Hedera Hashgraph’s Launches New Consensus Service Which Could Be Leveraged by IBM’s Hyperledger Fabric
Hedera Hashgraph released its Hedera consensus service (HCS), which can be used by external centralized applications, including IBM’s Hyperledger Fabric. Hedera Hashgraph’s governance board includes Boeing, Deutsche Telekom, IBM, Nomura, and recently, Google.
Hedera aims to have 39 governing council members and to be permissionless in the future. Currently, only 11 council members operate nodes with write permissions. Prior to the launch of the platform, the firm raised $124 million through a token sale. Its unique technical architecture makes it more efficient and scalable than most blockchains.
With the Hedera consensus service, external parities could also have access to the service and are open to developers on the Hedera mainnet. Hyperledger Fabric could also use the Hedera consensus service in determining the timestamp and order of transactions. As IBM is one of the members of Hedera’s governing council, the whitepaper was written with one of the members of the IBM Blockchain team.
Leemon Baird, the Co-founder of Chief Scientist of Hedera Hashgraph said, “Logging transactions in the exact order they occur is crucial to use cases across nearly every industry. HCS combines hashgraph’s fast, fair, and secure consensus algorithm with the trust and governance of Hedera’s public network.”

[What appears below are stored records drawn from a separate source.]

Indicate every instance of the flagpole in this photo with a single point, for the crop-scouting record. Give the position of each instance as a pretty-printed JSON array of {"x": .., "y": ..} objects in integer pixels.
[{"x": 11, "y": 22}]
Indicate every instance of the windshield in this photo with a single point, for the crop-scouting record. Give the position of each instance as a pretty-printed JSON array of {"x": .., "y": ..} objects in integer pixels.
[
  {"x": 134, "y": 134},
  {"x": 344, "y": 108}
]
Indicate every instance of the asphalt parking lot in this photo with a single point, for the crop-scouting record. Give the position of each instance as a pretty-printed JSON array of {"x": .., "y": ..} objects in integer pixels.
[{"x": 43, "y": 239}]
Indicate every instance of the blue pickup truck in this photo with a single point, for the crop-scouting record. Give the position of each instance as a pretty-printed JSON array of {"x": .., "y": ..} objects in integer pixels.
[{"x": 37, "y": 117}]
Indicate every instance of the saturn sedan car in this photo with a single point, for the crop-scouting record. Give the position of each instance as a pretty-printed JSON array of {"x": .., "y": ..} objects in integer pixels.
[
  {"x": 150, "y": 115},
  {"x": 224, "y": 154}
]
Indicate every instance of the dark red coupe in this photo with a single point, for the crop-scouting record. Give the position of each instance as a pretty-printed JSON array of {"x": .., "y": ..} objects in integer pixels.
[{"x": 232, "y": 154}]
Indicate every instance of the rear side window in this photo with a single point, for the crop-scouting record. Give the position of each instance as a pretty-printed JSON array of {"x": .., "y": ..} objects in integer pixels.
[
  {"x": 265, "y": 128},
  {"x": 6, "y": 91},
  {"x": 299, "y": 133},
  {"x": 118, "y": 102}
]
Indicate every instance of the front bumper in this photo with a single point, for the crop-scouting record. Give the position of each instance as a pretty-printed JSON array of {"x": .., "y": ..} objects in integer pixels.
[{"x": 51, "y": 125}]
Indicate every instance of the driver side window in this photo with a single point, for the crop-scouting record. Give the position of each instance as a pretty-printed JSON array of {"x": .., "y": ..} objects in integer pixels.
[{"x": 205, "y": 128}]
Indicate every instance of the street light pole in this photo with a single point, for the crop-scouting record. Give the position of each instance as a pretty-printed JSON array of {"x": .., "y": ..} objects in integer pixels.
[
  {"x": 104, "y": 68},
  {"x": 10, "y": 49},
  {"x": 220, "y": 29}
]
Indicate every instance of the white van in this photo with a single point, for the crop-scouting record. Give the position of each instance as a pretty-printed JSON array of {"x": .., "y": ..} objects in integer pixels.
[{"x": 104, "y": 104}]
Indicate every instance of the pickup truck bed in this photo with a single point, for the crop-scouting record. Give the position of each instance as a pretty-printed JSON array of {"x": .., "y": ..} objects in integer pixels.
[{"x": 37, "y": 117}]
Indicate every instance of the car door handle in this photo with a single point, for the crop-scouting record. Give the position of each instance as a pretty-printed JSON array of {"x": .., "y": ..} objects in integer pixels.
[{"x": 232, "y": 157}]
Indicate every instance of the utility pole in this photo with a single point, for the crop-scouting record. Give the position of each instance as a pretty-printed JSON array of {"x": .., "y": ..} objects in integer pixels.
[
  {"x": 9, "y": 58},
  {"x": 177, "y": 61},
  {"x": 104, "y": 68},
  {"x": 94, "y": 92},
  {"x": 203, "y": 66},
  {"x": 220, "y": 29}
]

According to Hedera, the service can also be used for a private Corda or Ethereum network. The use of a public consensus is beneficial to most small private networks, given that in private blockchain networks, the lack of decentralization could lead to collusion. Hedera’s split of its consensus service from its smart contract service brings more of an advantage when it comes to efficiency.